Nature and art might vainly strive
To keep his intellect alive.
--'Twould not have forced an exclamation
Worthy a note of admiration,
If he had been on Gibeon's hill,
And seen the sun and moon stand still.
What prodigy was ever known
To raise the pitch of fashion's tone !
Or make it yield, by any chance,
That studied air of nonchalance, 
Which after all, however graced,
Is apathy, and want of taste.

The vulgar every station fill,
St.

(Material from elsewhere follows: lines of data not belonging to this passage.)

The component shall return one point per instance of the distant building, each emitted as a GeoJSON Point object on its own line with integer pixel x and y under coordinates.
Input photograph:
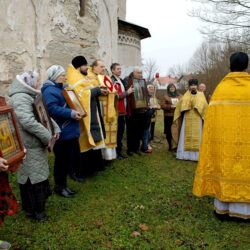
{"type": "Point", "coordinates": [37, 34]}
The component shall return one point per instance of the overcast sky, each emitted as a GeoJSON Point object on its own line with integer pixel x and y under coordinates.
{"type": "Point", "coordinates": [175, 35]}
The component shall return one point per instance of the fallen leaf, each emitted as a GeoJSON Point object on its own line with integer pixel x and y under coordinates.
{"type": "Point", "coordinates": [135, 234]}
{"type": "Point", "coordinates": [143, 227]}
{"type": "Point", "coordinates": [108, 245]}
{"type": "Point", "coordinates": [98, 223]}
{"type": "Point", "coordinates": [14, 243]}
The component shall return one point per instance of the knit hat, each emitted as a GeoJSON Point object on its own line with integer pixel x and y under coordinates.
{"type": "Point", "coordinates": [193, 82]}
{"type": "Point", "coordinates": [239, 62]}
{"type": "Point", "coordinates": [54, 71]}
{"type": "Point", "coordinates": [79, 61]}
{"type": "Point", "coordinates": [30, 78]}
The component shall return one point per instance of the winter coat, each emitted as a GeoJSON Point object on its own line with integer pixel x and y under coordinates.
{"type": "Point", "coordinates": [34, 135]}
{"type": "Point", "coordinates": [59, 111]}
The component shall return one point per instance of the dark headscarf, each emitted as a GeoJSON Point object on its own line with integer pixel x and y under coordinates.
{"type": "Point", "coordinates": [238, 62]}
{"type": "Point", "coordinates": [172, 94]}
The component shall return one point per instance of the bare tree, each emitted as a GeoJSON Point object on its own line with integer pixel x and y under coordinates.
{"type": "Point", "coordinates": [177, 70]}
{"type": "Point", "coordinates": [150, 69]}
{"type": "Point", "coordinates": [227, 19]}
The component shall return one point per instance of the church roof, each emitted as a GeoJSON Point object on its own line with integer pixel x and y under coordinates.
{"type": "Point", "coordinates": [143, 32]}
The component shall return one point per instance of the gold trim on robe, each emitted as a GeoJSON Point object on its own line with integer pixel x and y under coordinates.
{"type": "Point", "coordinates": [82, 86]}
{"type": "Point", "coordinates": [224, 166]}
{"type": "Point", "coordinates": [110, 110]}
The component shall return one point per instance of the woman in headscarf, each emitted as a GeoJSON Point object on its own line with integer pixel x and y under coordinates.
{"type": "Point", "coordinates": [66, 149]}
{"type": "Point", "coordinates": [168, 104]}
{"type": "Point", "coordinates": [34, 172]}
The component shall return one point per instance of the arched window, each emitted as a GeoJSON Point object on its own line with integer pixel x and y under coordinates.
{"type": "Point", "coordinates": [82, 7]}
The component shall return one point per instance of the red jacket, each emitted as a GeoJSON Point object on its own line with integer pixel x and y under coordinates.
{"type": "Point", "coordinates": [121, 96]}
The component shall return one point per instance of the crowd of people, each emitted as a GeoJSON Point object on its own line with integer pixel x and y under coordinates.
{"type": "Point", "coordinates": [83, 143]}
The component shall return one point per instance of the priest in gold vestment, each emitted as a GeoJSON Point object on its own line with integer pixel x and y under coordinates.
{"type": "Point", "coordinates": [224, 164]}
{"type": "Point", "coordinates": [189, 114]}
{"type": "Point", "coordinates": [91, 127]}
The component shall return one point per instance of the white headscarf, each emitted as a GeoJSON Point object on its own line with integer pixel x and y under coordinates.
{"type": "Point", "coordinates": [30, 78]}
{"type": "Point", "coordinates": [54, 71]}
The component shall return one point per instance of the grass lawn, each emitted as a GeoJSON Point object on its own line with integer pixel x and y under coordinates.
{"type": "Point", "coordinates": [144, 202]}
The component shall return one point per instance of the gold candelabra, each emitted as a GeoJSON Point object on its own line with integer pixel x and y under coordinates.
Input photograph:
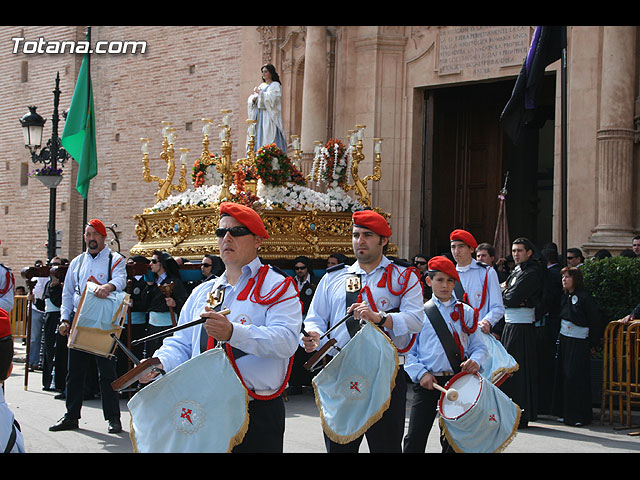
{"type": "Point", "coordinates": [165, 185]}
{"type": "Point", "coordinates": [359, 185]}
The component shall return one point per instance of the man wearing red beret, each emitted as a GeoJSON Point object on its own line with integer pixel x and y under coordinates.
{"type": "Point", "coordinates": [261, 333]}
{"type": "Point", "coordinates": [384, 286]}
{"type": "Point", "coordinates": [479, 286]}
{"type": "Point", "coordinates": [107, 269]}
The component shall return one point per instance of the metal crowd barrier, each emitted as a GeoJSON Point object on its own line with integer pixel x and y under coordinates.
{"type": "Point", "coordinates": [18, 316]}
{"type": "Point", "coordinates": [621, 375]}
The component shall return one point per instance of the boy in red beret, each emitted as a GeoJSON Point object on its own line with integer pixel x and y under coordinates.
{"type": "Point", "coordinates": [433, 359]}
{"type": "Point", "coordinates": [478, 286]}
{"type": "Point", "coordinates": [11, 440]}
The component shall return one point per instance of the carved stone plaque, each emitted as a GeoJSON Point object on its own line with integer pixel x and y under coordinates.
{"type": "Point", "coordinates": [479, 50]}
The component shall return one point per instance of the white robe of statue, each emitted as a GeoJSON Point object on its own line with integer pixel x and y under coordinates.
{"type": "Point", "coordinates": [265, 107]}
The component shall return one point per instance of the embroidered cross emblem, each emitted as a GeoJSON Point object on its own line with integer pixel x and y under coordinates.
{"type": "Point", "coordinates": [186, 413]}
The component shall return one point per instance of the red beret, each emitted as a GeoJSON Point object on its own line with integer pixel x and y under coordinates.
{"type": "Point", "coordinates": [373, 221]}
{"type": "Point", "coordinates": [463, 236]}
{"type": "Point", "coordinates": [5, 325]}
{"type": "Point", "coordinates": [99, 226]}
{"type": "Point", "coordinates": [246, 216]}
{"type": "Point", "coordinates": [444, 265]}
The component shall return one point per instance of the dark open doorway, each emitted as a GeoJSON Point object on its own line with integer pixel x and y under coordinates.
{"type": "Point", "coordinates": [466, 160]}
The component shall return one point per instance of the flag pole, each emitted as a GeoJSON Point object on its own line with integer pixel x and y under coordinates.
{"type": "Point", "coordinates": [563, 148]}
{"type": "Point", "coordinates": [89, 93]}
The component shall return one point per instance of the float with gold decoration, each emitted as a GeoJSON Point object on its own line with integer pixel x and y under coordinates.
{"type": "Point", "coordinates": [304, 214]}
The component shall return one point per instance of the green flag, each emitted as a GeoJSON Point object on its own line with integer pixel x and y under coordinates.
{"type": "Point", "coordinates": [79, 135]}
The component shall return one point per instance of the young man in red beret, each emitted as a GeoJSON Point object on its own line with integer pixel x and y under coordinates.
{"type": "Point", "coordinates": [11, 440]}
{"type": "Point", "coordinates": [100, 265]}
{"type": "Point", "coordinates": [428, 361]}
{"type": "Point", "coordinates": [261, 332]}
{"type": "Point", "coordinates": [384, 286]}
{"type": "Point", "coordinates": [479, 286]}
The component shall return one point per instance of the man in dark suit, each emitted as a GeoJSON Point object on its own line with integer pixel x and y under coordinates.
{"type": "Point", "coordinates": [306, 283]}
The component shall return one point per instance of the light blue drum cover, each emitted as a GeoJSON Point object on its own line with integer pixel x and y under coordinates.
{"type": "Point", "coordinates": [100, 312]}
{"type": "Point", "coordinates": [354, 389]}
{"type": "Point", "coordinates": [199, 407]}
{"type": "Point", "coordinates": [482, 420]}
{"type": "Point", "coordinates": [500, 364]}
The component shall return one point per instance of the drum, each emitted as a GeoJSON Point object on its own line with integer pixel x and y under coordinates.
{"type": "Point", "coordinates": [96, 319]}
{"type": "Point", "coordinates": [500, 365]}
{"type": "Point", "coordinates": [482, 419]}
{"type": "Point", "coordinates": [354, 389]}
{"type": "Point", "coordinates": [199, 407]}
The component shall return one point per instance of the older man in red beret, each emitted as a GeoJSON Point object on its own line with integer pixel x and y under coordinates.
{"type": "Point", "coordinates": [261, 333]}
{"type": "Point", "coordinates": [107, 269]}
{"type": "Point", "coordinates": [389, 294]}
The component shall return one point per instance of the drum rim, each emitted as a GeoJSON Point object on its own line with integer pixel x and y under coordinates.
{"type": "Point", "coordinates": [475, 401]}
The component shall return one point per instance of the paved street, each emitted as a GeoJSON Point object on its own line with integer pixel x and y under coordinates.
{"type": "Point", "coordinates": [36, 410]}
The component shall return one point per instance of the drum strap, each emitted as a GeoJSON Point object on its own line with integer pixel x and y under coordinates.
{"type": "Point", "coordinates": [446, 339]}
{"type": "Point", "coordinates": [204, 336]}
{"type": "Point", "coordinates": [353, 286]}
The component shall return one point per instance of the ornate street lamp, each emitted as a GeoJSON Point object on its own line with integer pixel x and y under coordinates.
{"type": "Point", "coordinates": [52, 156]}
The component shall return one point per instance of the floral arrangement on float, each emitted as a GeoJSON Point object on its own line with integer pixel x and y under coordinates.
{"type": "Point", "coordinates": [272, 180]}
{"type": "Point", "coordinates": [332, 163]}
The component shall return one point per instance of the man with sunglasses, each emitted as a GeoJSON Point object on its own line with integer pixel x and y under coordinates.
{"type": "Point", "coordinates": [260, 334]}
{"type": "Point", "coordinates": [389, 295]}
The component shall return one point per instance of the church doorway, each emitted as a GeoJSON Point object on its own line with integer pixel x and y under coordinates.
{"type": "Point", "coordinates": [467, 158]}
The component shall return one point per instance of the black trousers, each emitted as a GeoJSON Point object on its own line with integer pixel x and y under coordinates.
{"type": "Point", "coordinates": [49, 334]}
{"type": "Point", "coordinates": [423, 413]}
{"type": "Point", "coordinates": [266, 427]}
{"type": "Point", "coordinates": [384, 436]}
{"type": "Point", "coordinates": [79, 363]}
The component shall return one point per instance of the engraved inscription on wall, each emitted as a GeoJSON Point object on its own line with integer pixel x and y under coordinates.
{"type": "Point", "coordinates": [479, 50]}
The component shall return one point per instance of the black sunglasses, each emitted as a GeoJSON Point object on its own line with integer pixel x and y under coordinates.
{"type": "Point", "coordinates": [237, 231]}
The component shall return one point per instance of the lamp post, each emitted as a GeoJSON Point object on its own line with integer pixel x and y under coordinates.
{"type": "Point", "coordinates": [52, 156]}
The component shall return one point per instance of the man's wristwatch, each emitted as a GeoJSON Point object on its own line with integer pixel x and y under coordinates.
{"type": "Point", "coordinates": [383, 318]}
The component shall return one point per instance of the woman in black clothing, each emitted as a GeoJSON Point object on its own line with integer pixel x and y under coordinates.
{"type": "Point", "coordinates": [55, 345]}
{"type": "Point", "coordinates": [579, 332]}
{"type": "Point", "coordinates": [164, 270]}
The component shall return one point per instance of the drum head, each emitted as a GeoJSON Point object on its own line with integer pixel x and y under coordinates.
{"type": "Point", "coordinates": [469, 387]}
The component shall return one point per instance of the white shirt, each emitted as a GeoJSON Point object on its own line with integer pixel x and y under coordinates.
{"type": "Point", "coordinates": [86, 268]}
{"type": "Point", "coordinates": [427, 353]}
{"type": "Point", "coordinates": [329, 302]}
{"type": "Point", "coordinates": [268, 334]}
{"type": "Point", "coordinates": [472, 278]}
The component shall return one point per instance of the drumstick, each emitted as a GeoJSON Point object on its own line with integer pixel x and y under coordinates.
{"type": "Point", "coordinates": [169, 331]}
{"type": "Point", "coordinates": [452, 394]}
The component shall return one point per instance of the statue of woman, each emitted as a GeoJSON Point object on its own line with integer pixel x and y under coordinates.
{"type": "Point", "coordinates": [265, 107]}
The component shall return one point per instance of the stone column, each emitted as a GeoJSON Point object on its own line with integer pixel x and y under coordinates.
{"type": "Point", "coordinates": [314, 93]}
{"type": "Point", "coordinates": [615, 139]}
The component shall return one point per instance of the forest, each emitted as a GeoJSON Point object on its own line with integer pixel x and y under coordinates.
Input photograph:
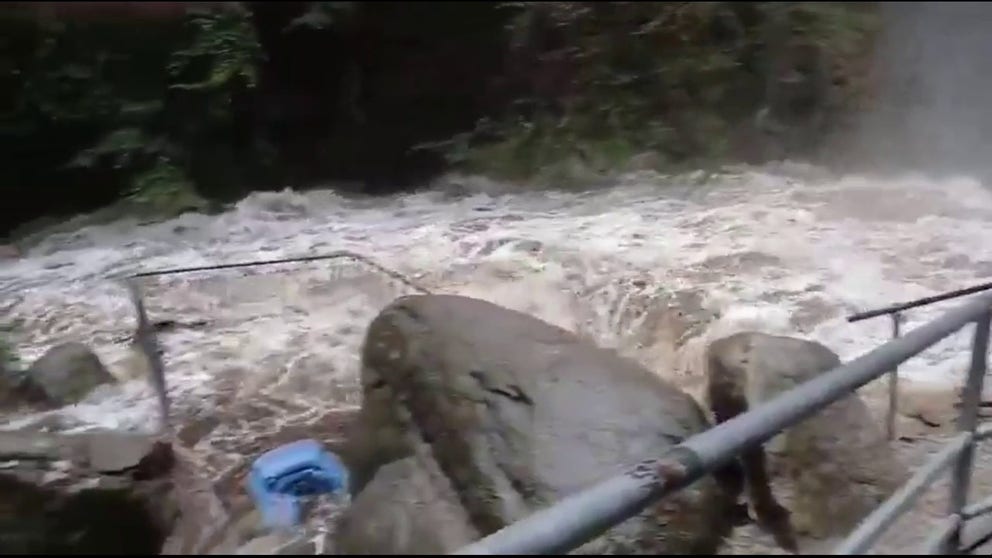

Giles' or James's --which you will ;
Spruce drapers in their masters' shops,
Rank with right honourable fops :
No real distinction marks the kinds--
The raw material of their minds.
But mind claims rank that cannot yield
To blazoned arms and crested shield
Above the need and reach it stands
Of diamond stars from royal hands ;
Nor waits the nod of courtly state,
To bid it be, or not be great.
The regions where it wings its way
Are set with brighter stars than they :
With calm contempt it thence looks down
On fortune's favour or its frown ;
Looks down on those who vainly try,
By strange inversion of the eye,
From that poor mole-hill where they sit,
To cast a downward look on it :
As robin, from his pear-tree height,
Looks down upon the eagle's flight.

Before our youth had learnt his letters,
They taught him to despise his betters
And if some things have been forgot,
That lesson certainly has not.
The haunts his genius chiefly graces
Are tables, stables, taverns, races ;--
The things of which he most afraid is,
Are tradesmen's bills, and learned ladies
He deems the first a grievous bore,
But loathes the latter even more
Than solitude or rainy weather,
Unless they happen both together.

Soft his existence rolls away,
To-morrow plenteous as to-day :
He lives, enjoys, and lives anew,--
And when he dies,--what shall we do !

Down a close street, whose darksome shops display
Old clothes and iron on both sides the way ;
Loathsome and wretched, whence the eye in pain
Averted turns, nor seeks to view again ;
Where lowest dregs of human nature dwell,
More loathsome than the rags and rust they sell ;--
A pale mechanic rents an attic floor,
By many a shattered stair you gain the door :
'Tis one poor room, whose blackened wails are hung
With dust that settled there when he was young.
The rusty grate two massy bricks displays
To fill the sides and make a frugal blaze.
The door unhinged, the window patched and broke,
The panes obscured by half a century's smoke :
There stands the bench at which his life is spent,
Worn, grooved, and bored, and worm-devoured, and bent,
Where daily, undisturbed by foes or friends,
In one unvaried attitude he bends.
His tools, long practised, seem to understand
Scarce less their functions, than his own right hand.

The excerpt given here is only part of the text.